Management Consulting is an exciting world to be in and it is also a demanding one for consultants who must adapt to change quickly so that they build their networks and retain demanding clients in a digitised environment. Most consulting firms, particularly those that work internationally, struggle to retain and recruit the talent required to strengthen their competitive advantage in any given area or region. Delivering an innovative approach will depend heavily on consulting firms being able to move quickly and adapt their structure and operating models to be able to compete. Having a digital strategy is no longer an option but a must to provide greater value to clients. For more and more firms this digital strategy includes crowdsourcing.

Crowdsourcing has emerged in the management consulting industry. It fulfils a need to embrace multi-sourcing which means that firms work with other firms when expertise is required that they themselves cannot provide. Crowdsouring is about sourcing consulting expertise from small firms or freelancers and this is changing the consulting landscape. These other parties that are sourced from the crowd to provide research and analysis are chosen for their quick response time, experience, low overheads and their location in any part of the world. Speed and cost savings are often decisive factors.

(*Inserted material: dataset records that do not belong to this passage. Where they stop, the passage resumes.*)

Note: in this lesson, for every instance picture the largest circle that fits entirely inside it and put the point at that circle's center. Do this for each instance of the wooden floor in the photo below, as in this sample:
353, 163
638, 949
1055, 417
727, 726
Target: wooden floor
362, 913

Firms that have turned to crowdsourcing found that they could not keep up with the heavy investment in their ‘home sourced’ talent and could not depend entirely on ‘selling their own people’ for every new assignment. Keeping up with external demand – including an improved global presence – could only be achieved by turning to the crowd for resources willing and able to move quickly and provide services for quick turnaround projects. Crowdsourced consultants use portals to acquire contracts. The key suppliers or platforms in management consulting crowdsourcing do not form a static list. As traditional consulting firms now also provide crowdsouring platforms, we will see a mix of Big 4 crowdsouring platforms and those of independent players and the early pioneers. As is the case in any new development, there are both benefits and potential risks. One of these that firms must deal with is maintaining confidentiality for which certain measures will be required.